A first dimension in the OCEAN model is an openness to experience. People with this trait tend to be imaginative, creative, curious, and inventive. There are some compelling shreds of evidence that the chances of starting a business are affected by the same genes that predispose people to be open to experience, suggesting that one reason people become entrepreneurs is because they are endowed with genetically influenced levels of a trait that is useful in the firm creation process. 
Another personality dimension is conscientiousness. People with this trait tend to tilt toward perseverance, persistence, thoroughness, responsibility, and dependability. Some portion of conscientiousness is inborn. Empirical research provides evidence of this idea; a meta-analysis showed that entrepreneurs are more conscientious than managers.
Extraversion is a personality trait that captures how sociable, outspoken and outgoing you are. Studies have shown that the connection between extraversion and the tendency to start a business comes from the same genetic factors.

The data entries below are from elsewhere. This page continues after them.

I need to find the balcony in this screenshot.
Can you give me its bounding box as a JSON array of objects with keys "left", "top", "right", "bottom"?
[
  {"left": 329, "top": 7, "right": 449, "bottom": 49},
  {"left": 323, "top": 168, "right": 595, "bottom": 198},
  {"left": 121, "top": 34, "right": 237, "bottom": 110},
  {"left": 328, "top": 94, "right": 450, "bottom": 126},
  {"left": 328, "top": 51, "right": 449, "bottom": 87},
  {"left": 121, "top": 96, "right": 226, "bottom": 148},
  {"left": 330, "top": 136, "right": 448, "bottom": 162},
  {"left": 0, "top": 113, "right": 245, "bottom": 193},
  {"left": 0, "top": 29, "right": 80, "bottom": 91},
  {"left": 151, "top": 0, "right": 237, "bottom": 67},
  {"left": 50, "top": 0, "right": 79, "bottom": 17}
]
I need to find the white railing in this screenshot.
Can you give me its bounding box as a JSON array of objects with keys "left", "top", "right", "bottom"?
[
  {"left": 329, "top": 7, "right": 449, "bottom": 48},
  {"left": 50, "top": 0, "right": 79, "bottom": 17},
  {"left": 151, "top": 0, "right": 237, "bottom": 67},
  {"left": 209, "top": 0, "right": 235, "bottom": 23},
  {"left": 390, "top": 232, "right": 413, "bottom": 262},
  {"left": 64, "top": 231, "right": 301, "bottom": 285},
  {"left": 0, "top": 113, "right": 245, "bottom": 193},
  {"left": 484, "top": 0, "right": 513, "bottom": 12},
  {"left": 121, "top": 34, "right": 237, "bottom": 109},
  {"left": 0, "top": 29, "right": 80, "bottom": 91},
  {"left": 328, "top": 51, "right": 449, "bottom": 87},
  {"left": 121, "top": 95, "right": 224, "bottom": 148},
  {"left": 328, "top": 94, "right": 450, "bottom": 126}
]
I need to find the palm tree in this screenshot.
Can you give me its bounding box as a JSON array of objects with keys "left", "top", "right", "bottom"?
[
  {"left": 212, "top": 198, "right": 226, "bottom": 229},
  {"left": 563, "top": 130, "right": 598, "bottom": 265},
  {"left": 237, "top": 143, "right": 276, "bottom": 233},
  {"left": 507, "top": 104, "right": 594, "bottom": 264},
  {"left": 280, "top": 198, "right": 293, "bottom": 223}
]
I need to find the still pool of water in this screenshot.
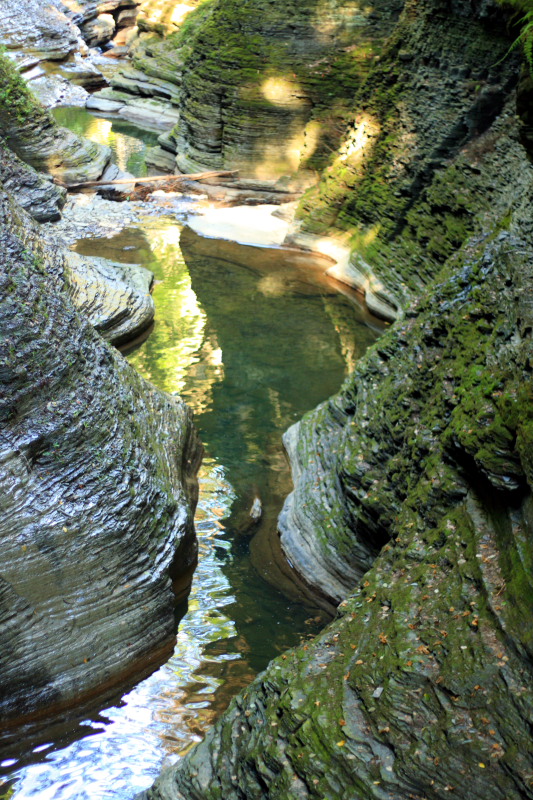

A fourth personality dimension is agreeableness. People with this characteristic tend to be cheerful, courteous, trusting, cooperative, kind, and altruistic. Agreeable people are less likely than others to become entrepreneurs because they are not as inclined to pursue their own self-interest or drive difficult bargains.
Neuroticism is another partially inherited personality trait that influences entrepreneurship. These genes also might affect whether or not you start a business because entrepreneurs need emotional stability and a high tolerance for stress to cope with the hard work, significant risks, social isolation, pressure, insecurity, and personal financial difficulties that are inherent challenges that come with running one’s own business..
In summary, it is a reality that every man has the innate potential to become an entrepreneur and only needs the right nurture to growth these potentials.